Wat zijn chromosomen?

Chromosomen zijn kleine stukjes eiwit in de kern van elke cel in het lichaam, waarin in een bepaalde code alle erfelijke eigenschappen liggen opgeslagen.
Elk nieuw leven begint met het samensmelten van een eicel en een zaadcel. In die ene nieuw ontstane cel liggen in een bepaalde codevorm alle gegevens vast over hoe dit nieuwe leven er later uit zal zien. Op het moment van de samensmelting ligt alles al helemaal vast: de kleur van de ogen, de vorm van de neus en oren, de kleur van het haar, de bloedgroep, het geslacht enzovoort. Alle gegevens over de uitgroei tot een compleet lichaam met alle benodigde organen liggen dus al vast in die allereerste cel. Die gegevens liggen opgeslagen in de vorm van chromosomen. Die kun je je voorstellen als een kralensnoer. Elk kraaltje stelt één bepaalde eigenschap voor en heet in medische taal gen. Daar komt ook het woord genetica (leer van de erfelijkheid) vandaan. Alle erfelijke eigenschappen (genen) liggen in een bepaalde volgorde op het kralensnoer (chromosoom) en die volgorde is bij ieder mens gelijk.

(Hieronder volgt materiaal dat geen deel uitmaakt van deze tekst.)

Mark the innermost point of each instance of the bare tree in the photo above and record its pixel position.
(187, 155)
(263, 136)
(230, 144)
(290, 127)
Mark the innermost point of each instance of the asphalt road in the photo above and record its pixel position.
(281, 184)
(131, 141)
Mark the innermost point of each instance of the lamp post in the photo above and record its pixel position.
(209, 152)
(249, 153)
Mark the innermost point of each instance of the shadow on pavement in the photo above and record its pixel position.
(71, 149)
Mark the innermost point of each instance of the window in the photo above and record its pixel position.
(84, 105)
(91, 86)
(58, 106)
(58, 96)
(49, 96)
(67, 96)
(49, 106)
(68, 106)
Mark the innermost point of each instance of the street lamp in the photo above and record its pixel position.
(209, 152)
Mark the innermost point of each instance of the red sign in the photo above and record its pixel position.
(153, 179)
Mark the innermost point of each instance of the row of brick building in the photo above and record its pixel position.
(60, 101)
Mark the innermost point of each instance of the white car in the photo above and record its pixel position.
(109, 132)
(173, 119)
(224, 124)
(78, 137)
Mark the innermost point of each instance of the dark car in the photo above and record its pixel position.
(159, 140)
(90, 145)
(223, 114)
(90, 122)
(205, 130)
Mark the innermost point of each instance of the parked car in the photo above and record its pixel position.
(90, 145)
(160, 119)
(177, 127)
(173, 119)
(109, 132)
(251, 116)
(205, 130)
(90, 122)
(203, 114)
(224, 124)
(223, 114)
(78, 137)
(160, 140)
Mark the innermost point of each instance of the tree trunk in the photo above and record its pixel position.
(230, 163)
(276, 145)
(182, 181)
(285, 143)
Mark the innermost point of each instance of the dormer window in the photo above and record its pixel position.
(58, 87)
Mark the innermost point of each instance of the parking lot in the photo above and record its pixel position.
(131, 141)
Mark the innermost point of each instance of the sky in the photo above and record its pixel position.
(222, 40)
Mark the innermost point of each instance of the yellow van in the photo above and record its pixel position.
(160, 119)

Er zijn ongeveer vijftigduizend erfelijke eigenschappen in de cel opgeslagen, verdeeld over 23 chromosomen. En omdat tijdens de bevruchting zowel van de man als de vrouw 23 chromosomen bijeenkomen, heeft iedereen 46 chromosomen. Die zitten twee aan twee bij elkaar, in de vorm van 23 paren.
Elk chromosoom is onder de microscoop na een speciale kleuring aan zijn vorm te herkennen. Op grond van hun vorm heeft elk dan ook een apart nummer gekregen van 1 tot en met 23.